Fraternal organizations like the Knights of Columbus and the Rotary Club used their strong community ties to find volunteer laborers. Local businesses donated delivery trucks for the day to pick up bundles from people’s homes and transport them to the sorting station.
Bustling Bundle Day Stations
The Boy Scouts of America played an important role at Bundle Day stations (usually a school or fire station). Scouts answered phones, accepted bundles, sorted mountains of clothing, and performed odd jobs.
It was common to have a well-known local society woman preside over the Bundle Station to lend an air of importance to the day’s activities. Bundle Day volunteers gently reminded well-intentioned donors that formal attire and high-heeled shoes were not needed in the Near East.
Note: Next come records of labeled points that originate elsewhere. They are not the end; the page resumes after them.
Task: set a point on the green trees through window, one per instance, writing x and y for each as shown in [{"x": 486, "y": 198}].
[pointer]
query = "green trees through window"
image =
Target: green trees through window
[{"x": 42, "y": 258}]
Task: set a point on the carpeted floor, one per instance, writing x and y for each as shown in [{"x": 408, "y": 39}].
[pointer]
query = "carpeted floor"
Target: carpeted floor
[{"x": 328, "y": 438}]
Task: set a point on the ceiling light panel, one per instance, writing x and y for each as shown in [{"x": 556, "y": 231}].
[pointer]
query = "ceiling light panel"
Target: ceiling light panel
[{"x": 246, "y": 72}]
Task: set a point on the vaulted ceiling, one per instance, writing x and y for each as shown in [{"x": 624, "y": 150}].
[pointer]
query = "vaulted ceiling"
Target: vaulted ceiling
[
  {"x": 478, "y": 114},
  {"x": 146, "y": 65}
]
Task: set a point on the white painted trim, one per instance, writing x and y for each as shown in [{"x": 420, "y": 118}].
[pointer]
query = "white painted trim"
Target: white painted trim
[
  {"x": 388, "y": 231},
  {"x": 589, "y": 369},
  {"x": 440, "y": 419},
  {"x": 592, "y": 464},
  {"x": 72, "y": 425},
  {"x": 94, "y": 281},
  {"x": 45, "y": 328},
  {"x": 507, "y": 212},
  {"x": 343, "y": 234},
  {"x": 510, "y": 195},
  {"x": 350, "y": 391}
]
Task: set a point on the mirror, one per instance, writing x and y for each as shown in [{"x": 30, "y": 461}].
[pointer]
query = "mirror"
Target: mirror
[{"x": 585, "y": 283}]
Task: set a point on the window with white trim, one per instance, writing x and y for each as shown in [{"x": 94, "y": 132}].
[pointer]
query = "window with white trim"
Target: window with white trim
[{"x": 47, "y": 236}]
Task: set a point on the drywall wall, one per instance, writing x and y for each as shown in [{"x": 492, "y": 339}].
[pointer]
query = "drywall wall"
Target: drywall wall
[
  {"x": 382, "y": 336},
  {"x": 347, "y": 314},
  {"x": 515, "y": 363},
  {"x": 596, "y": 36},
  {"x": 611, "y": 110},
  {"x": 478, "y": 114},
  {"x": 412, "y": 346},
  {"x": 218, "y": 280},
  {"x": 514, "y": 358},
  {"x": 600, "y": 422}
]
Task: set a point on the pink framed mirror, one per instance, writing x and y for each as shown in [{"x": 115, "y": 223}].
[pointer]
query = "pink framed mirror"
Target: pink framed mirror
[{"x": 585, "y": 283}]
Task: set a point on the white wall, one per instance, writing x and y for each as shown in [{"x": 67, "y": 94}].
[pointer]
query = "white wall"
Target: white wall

Sturdy shoes and boots, winter coats, thick stockings, and warm clothes were in high demand.
Flyers described Bundle Day as an excellent opportunity for housewives to rid their homes of unused clothing. Brochures proclaimed that all American clothing, no matter how old and unfashionable, was in style in the Near East.
New Homes for Old Clothes
Once the bundles arrived in the Near East, refugee women employed as seamstresses made any necessary repairs prior to distribution. Skilled workers could convert one adult garment into several children’s garments. Heavily damaged clothing could be unraveled and used to weave carpets for use or sale.
World War I and the Genocide had destroyed the textile industry and devalued currency in the Near East. Near East Relief often paid adult refugee workers in clothing and food rather than currency. While the value of money could change dramatically from one day to the next, the value of food and clothing was constant and immediate. At one point, Near East Relief even paid the rent on the orphanage buildings in Alexandropol with bales of American clothes!
Bundle Day tags were distributed throughout towns and cities. All bundles were shipped to Brooklyn, NY, where they were loaded onto ships bound for the Near East.